El debate por “Blancaflor” es otro capítulo de la novela infinita de la corrección política. Esa herramienta eficaz para instaurar, desde el lenguaje, una conciencia del cuidado de las minorías; que en las manos equivocadas (las de la ignorancia y la estupidez) puede ser más dañiña que el mal que pretende remediar.
Clásicos cuestionados
En el mismo nivel de pavada, el mes pasado, ocupó páginas de diarios, horas de televisión y días en las redes sociales; el beso que Blancanieves, dormida, recibe del príncipe azul en la versión cinematográfica de Walt Disney. Después de meses cerrado por la cuarentena, Disney World abrió sus puertas, reinauguró el paseo dedicado a esta heroína de la ficción y decidió terminar la historia con el famoso beso. Ese beso que no figura en el relato escrito de los Hermanos Grimm, pero que es un clásico en la versión del cineasta de 1937. Dos periodistas del San Francisco Chronicle que reseñaron la nueva atracción del parque, criticaron la opción de la empresa por tratarse de un “beso no consensuado”. Esta calificación abrió un debate mundial y arreciaron las sugerencias graciosas, como despertar a la heroína con una bocina o con el chorro de un sifón. El periodista Alejo Schapire, en su libro “La traición progresista” (Edhasa), ya había hablado de las denuncias que sobre esta misma escena habían hecho ciertos especialistas, calificando la acción como “asalto sexual”.
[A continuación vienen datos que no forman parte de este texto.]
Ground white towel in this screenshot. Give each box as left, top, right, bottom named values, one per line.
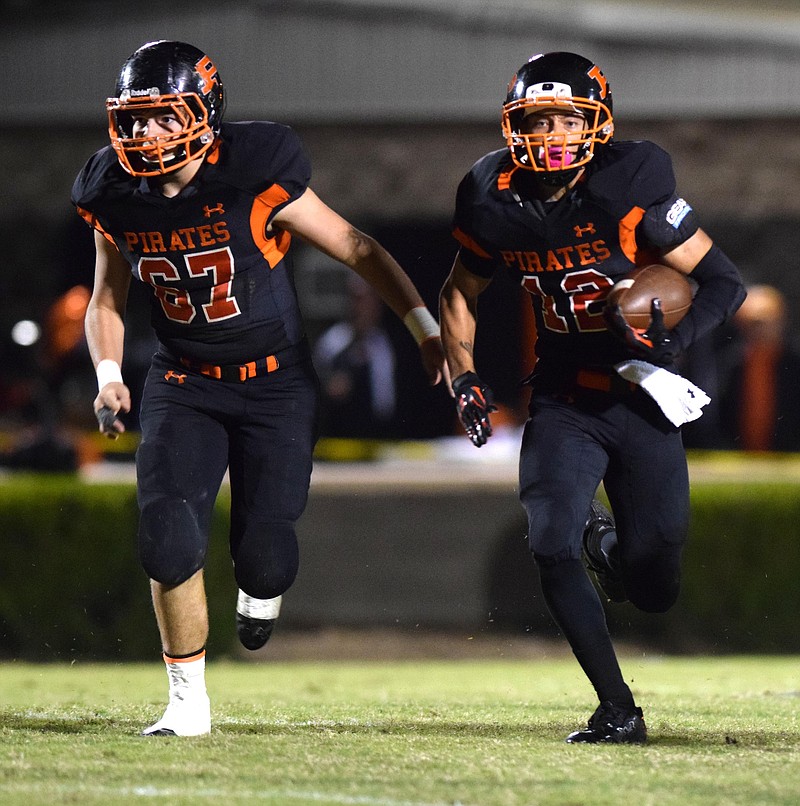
left=615, top=360, right=711, bottom=427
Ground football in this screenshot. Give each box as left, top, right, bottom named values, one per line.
left=606, top=264, right=693, bottom=329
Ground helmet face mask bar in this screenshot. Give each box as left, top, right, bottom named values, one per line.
left=501, top=52, right=613, bottom=177
left=107, top=91, right=214, bottom=177
left=107, top=40, right=224, bottom=177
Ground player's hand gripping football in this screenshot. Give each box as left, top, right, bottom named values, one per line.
left=452, top=371, right=498, bottom=447
left=604, top=298, right=678, bottom=366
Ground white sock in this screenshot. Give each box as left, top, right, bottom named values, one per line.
left=142, top=650, right=211, bottom=736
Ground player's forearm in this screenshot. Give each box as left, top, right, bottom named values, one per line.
left=439, top=284, right=478, bottom=380
left=85, top=302, right=126, bottom=367
left=348, top=235, right=425, bottom=320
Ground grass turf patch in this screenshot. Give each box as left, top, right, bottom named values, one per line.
left=0, top=655, right=798, bottom=805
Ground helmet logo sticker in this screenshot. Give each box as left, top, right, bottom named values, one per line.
left=195, top=55, right=220, bottom=94
left=120, top=87, right=161, bottom=102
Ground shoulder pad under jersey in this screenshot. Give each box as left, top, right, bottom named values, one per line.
left=212, top=121, right=311, bottom=200
left=585, top=140, right=676, bottom=209
left=71, top=146, right=133, bottom=208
Schapire, quien habla del “advenimiento de un nuevo orden dictado por la corrección política”, relata en el libro, también, que en una puesta de “Carmen” de Bizet realizada en Florencia, el director decidió que Carmen no muriera apuñalada por su amante, como en el original. Por el contrario, en su versión, es ella la que mata al protagonista. El cambio de final, según el director, estaba justificado por la idea de que, en estos tiempos, es inadmisible que el público aplauda el asesinato de una mujer. Schapire se pregunta, entonces; después de relatar la historia, si en cambio está bien aplaudir el crimen contra un varón. Y más aún, ¿son crímenes los que aplaude el público o a actores, músicos y puesta en escena?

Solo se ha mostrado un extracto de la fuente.